In one of the book’s more lively chapters, Agamben explores the social implications of whatever singularity in contemporary class relations. His conclusions are surprising and not altogether plausible in my opinion. But I do think he’s correct. Here’s what he says about class in contemporary society:

“If we had once again to conceive of the fortunes of humanity in terms of class, then today we would have to say that there are no longer social classes, but just a single planetary petty bourgeoisie, in which all the old social classes are dissolved.”

He goes on to describe the qualities of this universal class…

“The planetary petty bourgeoisie… has taken over the aptitude of the proletariat to refuse any recognizable social identity…. They know only the improper and the inauthentic and even refuse the idea of a discourse that could be proper to them. That which constituted the truth and falsity of the peoples and generations that have followed one another on the earth—differences in language, of dialect, of ways of life, of character, of custom, and even the physical particularities of each person—has lost any meaning for them and any capacity for expression and communication.”

I don’t disagree with his premise, that the dissolution of determinate meanings is causing a collapse of social divisions. And there are plenty of reasons to think that a homogenization of social relations is taking place and that the modern profusion of shared dependencies has lashed together all the peoples of the world to a common destiny. But there are other ways in which our differences are becoming more entrenched and more seemingly insurmountable. To say that we are all merging into a universal middle class seems naïve. There are entire regions of the globe where people still rely on subsistence farming, while in other sectors the rich and privileged classes reign supreme like feudal lords. Perhaps it could be said that the nations of the world are moving toward an industrialized, consumer-driven social model, but it’s premature to say that they are all likely to make it there.

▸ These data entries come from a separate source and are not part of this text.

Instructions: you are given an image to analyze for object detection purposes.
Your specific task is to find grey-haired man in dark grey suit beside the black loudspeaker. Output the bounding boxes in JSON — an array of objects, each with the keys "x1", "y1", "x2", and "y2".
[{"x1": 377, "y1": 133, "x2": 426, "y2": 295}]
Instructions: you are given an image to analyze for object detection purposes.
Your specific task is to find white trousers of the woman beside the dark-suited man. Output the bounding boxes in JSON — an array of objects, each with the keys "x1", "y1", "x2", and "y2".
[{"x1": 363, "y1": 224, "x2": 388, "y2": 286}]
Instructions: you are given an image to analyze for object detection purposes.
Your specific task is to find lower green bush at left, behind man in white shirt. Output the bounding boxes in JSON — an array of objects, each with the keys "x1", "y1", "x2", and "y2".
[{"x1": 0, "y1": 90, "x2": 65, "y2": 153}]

Agamben goes on to point out that although the exponents of this new social order of the planetary petty bourgeoisie have willingly consigned themselves to anonymity and rootlessness, they still grasp in vain for meaningful identity; perhaps as a habit of ideological thinking or out of fear of the unknown and the unknowable. He predicts that the continued execution of this futile enterprise might culminate in mankind’s destruction. If not, we may progress to a new era of possibility and unity:

“If instead of continuing to search for a proper identity in the already improper and senseless form of individuality, humans were to succeed in belonging to this impropriety as such, in making of the proper being-thus not an identity and an individual property but a singularity without identity, a common and absolutely exposed singularity—if humans could, that is, not be-thus in this or that particular biography, but be only the thus, their singular exteriority and their face, then they would for the first time enter into a community without presuppositions and without subjects, into a communication without the incommunicable.”

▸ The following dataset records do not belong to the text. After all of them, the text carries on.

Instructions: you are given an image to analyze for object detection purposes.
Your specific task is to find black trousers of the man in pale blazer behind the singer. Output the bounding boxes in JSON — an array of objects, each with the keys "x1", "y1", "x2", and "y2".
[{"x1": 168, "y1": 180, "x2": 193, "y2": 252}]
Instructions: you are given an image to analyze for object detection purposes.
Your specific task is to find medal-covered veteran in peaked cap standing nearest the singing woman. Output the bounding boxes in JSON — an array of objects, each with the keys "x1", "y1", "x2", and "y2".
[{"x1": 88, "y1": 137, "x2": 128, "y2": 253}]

Here Agamben sounds distinctly utopian—or dystopian, if you like. A world whose inhabitants embrace the whatever singularity is a world with neither identity nor stable classifications. It is a world of only surfaces, no depth. Depth is fallacy; only the surface is to be trusted, and in this world where the surface is revered and taken at face value, the surface constitutes the extent of the known. There are no other concerns. That deeper sequence of causalities that we accept as phenomenon goes utterly unacknowledged. Supplementary information becomes useless.

What changes most, I think, is how we think of human beings. A person is neither esteemed an individual nor a member of a group. Man looses agency and he loses sense of belonging. I don’t see how free will could have a place in this world. It seems that everything would be pre-determined. Everything just is. There is no play.